A research team funded by the National Institutes of Health (NIH) has developed a groundbreaking machine learning model named Merlin, which has the potential to significantly enhance the insights derived from medical scans regarding disease. By analyzing 3D abdominal computed tomography (CT) scans, the model can perform a range of tasks—from identifying anatomical features to predicting disease onset years in advance. Remarkably, Merlin outperformed several dedicated automated tools in tasks they were specifically designed to handle.
The research team trained Merlin on a comprehensive dataset of patient CT scans linked to radiology reports and medical diagnosis codes obtained from the Stanford University School of Medicine. This collection is noted as the largest of its kind focused on abdominal CT data to date.
“Rich datasets like this are necessary to push the limits of what artificial intelligence models can accomplish in medicine. This work exemplifies how meticulously crafted training data can enable remarkable insights that significantly streamline workflows and assist in clinical decision-making,”
Bruce Tromberg, Ph.D., Director of NIH’s National Institute of Biomedical Imaging and Bioengineering (NIBIB)
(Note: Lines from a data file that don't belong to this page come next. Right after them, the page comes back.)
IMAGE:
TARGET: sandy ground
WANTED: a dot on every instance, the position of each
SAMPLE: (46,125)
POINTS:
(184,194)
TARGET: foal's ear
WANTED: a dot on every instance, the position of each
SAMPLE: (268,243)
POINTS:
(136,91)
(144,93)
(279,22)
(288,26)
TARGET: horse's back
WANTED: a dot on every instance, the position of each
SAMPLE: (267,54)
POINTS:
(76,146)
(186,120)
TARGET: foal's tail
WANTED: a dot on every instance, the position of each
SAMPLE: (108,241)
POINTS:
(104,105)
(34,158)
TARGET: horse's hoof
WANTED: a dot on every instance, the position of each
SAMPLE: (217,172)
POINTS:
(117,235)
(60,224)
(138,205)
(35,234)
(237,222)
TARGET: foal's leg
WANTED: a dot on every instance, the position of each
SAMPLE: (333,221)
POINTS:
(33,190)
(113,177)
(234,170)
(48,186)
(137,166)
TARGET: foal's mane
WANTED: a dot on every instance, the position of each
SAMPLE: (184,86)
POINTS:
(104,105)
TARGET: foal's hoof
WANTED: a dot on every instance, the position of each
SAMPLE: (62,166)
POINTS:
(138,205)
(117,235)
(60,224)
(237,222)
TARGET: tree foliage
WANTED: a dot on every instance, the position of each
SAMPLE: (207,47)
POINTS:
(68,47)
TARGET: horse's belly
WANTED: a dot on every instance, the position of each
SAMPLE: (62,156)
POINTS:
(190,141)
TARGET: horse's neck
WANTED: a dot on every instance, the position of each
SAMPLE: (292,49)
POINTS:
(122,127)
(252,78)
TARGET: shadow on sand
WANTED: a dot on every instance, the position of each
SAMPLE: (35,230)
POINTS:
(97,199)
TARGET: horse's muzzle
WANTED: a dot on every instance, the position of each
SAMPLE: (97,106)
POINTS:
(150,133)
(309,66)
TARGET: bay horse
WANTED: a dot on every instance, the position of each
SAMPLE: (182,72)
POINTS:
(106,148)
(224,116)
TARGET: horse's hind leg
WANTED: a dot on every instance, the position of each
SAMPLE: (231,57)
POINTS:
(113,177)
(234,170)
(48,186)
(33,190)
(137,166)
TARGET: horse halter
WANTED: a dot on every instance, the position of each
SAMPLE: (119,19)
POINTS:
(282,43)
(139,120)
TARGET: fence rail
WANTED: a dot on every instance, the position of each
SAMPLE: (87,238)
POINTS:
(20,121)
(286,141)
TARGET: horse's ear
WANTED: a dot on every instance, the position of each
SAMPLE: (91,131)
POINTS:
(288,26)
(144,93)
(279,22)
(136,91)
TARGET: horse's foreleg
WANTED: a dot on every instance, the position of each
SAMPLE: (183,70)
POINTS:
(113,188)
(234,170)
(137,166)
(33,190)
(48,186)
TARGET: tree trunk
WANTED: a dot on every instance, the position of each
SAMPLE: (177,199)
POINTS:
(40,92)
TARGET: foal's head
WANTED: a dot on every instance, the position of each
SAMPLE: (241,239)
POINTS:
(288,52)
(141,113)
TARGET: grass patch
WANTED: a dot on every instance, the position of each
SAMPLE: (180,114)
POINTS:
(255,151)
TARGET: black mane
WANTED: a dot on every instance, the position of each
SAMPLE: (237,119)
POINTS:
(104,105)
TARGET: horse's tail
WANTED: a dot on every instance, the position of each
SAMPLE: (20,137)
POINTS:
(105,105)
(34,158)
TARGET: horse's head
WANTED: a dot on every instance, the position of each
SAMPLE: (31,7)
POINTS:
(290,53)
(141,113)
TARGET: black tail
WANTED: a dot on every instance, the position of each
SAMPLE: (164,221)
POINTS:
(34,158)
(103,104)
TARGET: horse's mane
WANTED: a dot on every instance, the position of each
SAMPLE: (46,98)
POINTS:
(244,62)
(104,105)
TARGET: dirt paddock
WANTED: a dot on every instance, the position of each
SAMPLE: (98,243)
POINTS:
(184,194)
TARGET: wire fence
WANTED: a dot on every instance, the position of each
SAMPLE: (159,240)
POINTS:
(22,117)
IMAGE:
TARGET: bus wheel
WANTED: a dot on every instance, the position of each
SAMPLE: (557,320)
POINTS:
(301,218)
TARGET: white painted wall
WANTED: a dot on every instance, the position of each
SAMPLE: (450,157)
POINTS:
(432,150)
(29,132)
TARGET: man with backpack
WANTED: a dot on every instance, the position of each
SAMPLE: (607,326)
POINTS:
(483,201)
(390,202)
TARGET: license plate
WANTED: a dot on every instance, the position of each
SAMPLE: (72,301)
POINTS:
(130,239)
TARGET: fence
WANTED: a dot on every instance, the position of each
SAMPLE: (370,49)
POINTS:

CT scans are commonly utilized early in the diagnostic process, necessitating interpretation by radiologists, a procedure that can be both lengthy and complicated, especially considering the ongoing shortage of physicians in the United States. The introduction of Merlin could simplify this process by allowing a more direct transition from imaging to potential diagnosis. Co-first author Louis Blankemeier, Ph.D., who conducted this study as a graduate student at Stanford, emphasized this capability.
Merlin is categorized as a foundation model, trained on large-scale, unlabeled datasets that encompass diverse types of information. In the latest study, researchers evaluated Merlin across six broad categories of tasks, encompassing over 750 individual activities related to diagnostics, prognostics, and quality assessment.
To prepare Merlin for its extensive range of tasks, the team initially trained the model using their clinical data trove, which included more than 15,000 3D abdominal CT scans linked with radiology reports and nearly one million diagnostic codes. This foundational knowledge allowed Merlin to learn the connections between visual data and corresponding textual information.
Subsequently, the researchers tested Merlin on more than 50,000 CT scans from various hospitals to assess its ability to replicate human-generated conclusions. “Merlin tackled some tasks, such as predicting diagnosis codes, head-on, while other more complicated tasks, such as drafting radiology reports from scratch or identifying and outlining organs in a 3D space, called for additional training,” said co-first author Ashwin Kumar, also a graduate student at Stanford.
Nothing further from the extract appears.